I’ve been considering my cooking talent and where it places me in the list of all-time great chefs because Thanksgiving is approaching. Nancy and I generally split the cooking duties. The split gives her all the hard work and me the slap-together stuff and maybe the toss-a-turkey-in-a-bag-and-throw-the-bag-in-theoven thing.
I create a make-ahead mashed potato dish that is, well, simply to die for, even if that does dangle a preposition.
Basically, it involves putting a bunch of potatoes in boiling water, reading a book for half an hour or so, dumping the potatoes into a dish, grinding them into mush and tossing on some seasoning and something else I keep forgetting to add.
I sprinkle some cheese on the top, and when that melts and browns, the dish looks good enough to eat, even if it sometimes isn’t.
A few years ago, Nancy suggested we add some sweet potatoes to the Thanksgiving table.

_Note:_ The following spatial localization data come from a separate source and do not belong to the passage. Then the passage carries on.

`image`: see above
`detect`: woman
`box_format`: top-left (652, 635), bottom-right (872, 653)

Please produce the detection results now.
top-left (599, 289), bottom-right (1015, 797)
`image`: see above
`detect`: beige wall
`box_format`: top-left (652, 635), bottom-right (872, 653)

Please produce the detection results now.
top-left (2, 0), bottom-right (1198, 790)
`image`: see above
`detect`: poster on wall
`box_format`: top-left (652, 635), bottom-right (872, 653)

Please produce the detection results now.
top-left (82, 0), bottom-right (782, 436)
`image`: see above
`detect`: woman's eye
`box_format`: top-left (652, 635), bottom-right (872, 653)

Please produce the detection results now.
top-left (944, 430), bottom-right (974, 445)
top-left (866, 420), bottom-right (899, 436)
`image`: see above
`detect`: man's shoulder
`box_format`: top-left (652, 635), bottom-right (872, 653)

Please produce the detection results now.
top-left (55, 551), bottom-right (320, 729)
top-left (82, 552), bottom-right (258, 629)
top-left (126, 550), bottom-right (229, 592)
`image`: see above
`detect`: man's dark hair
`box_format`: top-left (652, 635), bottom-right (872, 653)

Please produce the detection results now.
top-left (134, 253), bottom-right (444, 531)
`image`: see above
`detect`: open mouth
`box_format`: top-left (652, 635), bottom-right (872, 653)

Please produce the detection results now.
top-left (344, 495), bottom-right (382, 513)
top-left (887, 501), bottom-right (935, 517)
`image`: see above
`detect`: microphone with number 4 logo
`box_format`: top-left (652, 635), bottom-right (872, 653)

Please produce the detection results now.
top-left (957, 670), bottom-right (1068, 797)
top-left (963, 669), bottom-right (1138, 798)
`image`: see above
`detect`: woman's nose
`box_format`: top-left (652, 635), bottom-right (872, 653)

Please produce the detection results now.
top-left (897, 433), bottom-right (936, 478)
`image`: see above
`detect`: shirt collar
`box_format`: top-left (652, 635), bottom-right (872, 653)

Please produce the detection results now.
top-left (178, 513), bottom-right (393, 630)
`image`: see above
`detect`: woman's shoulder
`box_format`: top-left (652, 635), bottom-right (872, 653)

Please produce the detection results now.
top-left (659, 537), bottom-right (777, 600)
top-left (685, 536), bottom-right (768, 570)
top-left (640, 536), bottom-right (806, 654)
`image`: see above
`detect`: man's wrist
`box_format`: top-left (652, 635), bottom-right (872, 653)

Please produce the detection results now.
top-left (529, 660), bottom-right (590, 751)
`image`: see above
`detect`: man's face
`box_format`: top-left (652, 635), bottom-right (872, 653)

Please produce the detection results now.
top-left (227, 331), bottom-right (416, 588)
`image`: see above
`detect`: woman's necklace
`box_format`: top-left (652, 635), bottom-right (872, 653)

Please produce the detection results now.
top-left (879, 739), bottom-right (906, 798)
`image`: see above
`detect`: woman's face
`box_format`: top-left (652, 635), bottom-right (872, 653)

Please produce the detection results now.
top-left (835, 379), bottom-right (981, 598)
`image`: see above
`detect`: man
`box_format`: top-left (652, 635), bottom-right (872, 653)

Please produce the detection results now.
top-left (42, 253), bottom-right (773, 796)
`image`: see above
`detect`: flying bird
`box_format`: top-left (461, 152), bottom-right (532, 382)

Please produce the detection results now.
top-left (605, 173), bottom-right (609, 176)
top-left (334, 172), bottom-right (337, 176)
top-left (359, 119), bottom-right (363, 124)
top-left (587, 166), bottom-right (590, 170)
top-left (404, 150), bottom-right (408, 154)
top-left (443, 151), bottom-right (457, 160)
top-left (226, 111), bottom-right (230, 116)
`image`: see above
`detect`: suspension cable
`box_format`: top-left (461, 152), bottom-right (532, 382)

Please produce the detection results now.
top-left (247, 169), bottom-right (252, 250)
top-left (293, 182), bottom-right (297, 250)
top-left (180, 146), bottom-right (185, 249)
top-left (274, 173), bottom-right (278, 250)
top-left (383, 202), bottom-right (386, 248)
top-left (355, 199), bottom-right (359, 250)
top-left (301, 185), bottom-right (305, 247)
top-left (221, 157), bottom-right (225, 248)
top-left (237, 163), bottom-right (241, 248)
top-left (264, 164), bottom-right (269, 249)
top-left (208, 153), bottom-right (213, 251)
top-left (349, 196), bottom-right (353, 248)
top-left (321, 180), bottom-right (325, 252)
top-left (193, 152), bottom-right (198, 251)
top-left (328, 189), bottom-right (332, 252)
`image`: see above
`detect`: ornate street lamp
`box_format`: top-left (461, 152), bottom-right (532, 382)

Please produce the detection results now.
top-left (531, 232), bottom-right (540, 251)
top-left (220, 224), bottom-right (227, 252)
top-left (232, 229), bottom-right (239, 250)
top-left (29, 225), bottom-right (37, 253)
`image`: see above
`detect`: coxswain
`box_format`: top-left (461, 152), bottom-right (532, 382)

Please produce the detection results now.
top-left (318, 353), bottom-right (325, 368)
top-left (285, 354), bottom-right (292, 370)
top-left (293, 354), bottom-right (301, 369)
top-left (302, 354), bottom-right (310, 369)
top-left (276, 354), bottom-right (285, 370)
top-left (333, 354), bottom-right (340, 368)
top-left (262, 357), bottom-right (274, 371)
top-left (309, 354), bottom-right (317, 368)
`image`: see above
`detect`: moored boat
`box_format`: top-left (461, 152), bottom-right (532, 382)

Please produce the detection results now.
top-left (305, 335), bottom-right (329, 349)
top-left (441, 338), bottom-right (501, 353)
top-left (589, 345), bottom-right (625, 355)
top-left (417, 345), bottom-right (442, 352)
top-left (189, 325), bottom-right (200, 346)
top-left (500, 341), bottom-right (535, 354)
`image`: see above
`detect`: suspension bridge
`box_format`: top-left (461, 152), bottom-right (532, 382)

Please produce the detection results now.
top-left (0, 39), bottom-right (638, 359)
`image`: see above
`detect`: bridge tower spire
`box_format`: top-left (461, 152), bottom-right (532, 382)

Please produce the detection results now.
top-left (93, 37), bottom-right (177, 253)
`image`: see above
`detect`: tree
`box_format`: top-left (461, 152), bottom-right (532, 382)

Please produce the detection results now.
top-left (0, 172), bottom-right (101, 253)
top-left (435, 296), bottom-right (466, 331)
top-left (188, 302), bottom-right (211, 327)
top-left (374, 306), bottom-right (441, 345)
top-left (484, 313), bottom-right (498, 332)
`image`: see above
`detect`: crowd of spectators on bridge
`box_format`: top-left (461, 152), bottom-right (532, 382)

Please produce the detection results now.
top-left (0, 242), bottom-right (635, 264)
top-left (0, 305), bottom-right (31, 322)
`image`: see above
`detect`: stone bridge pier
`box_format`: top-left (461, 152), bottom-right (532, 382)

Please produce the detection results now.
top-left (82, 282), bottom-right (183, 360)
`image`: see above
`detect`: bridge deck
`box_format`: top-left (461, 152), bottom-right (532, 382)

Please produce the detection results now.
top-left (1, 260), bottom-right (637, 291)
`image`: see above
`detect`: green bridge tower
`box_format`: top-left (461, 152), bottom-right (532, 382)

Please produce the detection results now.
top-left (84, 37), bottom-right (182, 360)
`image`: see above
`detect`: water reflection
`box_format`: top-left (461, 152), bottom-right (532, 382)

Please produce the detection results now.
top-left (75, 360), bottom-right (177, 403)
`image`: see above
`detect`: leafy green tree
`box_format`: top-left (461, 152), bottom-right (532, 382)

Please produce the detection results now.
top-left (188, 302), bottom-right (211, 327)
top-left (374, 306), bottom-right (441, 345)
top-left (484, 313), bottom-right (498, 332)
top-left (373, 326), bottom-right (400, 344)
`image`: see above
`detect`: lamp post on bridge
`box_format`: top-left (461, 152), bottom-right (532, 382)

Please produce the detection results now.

Maybe she suggested yams. I can’t tell the difference. Both are kind of orange and tasteless, which seems to be the standard for a holiday tradition.
Anyway, I picked up some cans of sweet potatoes (or yams) and found a recipe on the label.
If I recall the recipe, it required me to open the can, pour the contents into a dish and sprinkle some brown sugar or, I don’t know, maybe oregano, over the top.
I didn’t analyze the deal too much. You weren’t going to catch me eating any of it.
Some people did take piles of the orange stuff, though. Who’d have figured? When someone asked for the recipe, Nancy said I’d made the dish. I said it was just something I put together on the fly, and I wasn’t sure what was in it except for a dusting of oregano.
I’ve made dressing, too, a time or two, although the recipe Nancy gave me has some stuff I really don’t think I like. When that happens, I tend to substitute something that looks kind of like the ingredient called for in the recipe.
You would be amazed at what a taste surprise you can get that way. I’ve turned bland old dressing into something completely out of the ordinary.
Last evening, when Nancy wondered whether she’d have time to make gravy, I said cheerfully, “Hey, let me do that.”
To myself, I thought, “How hard can that be? We have the oregano.’’
Terry Woster’s columns are published on Saturdays and Wednesdays in The Daily Republic.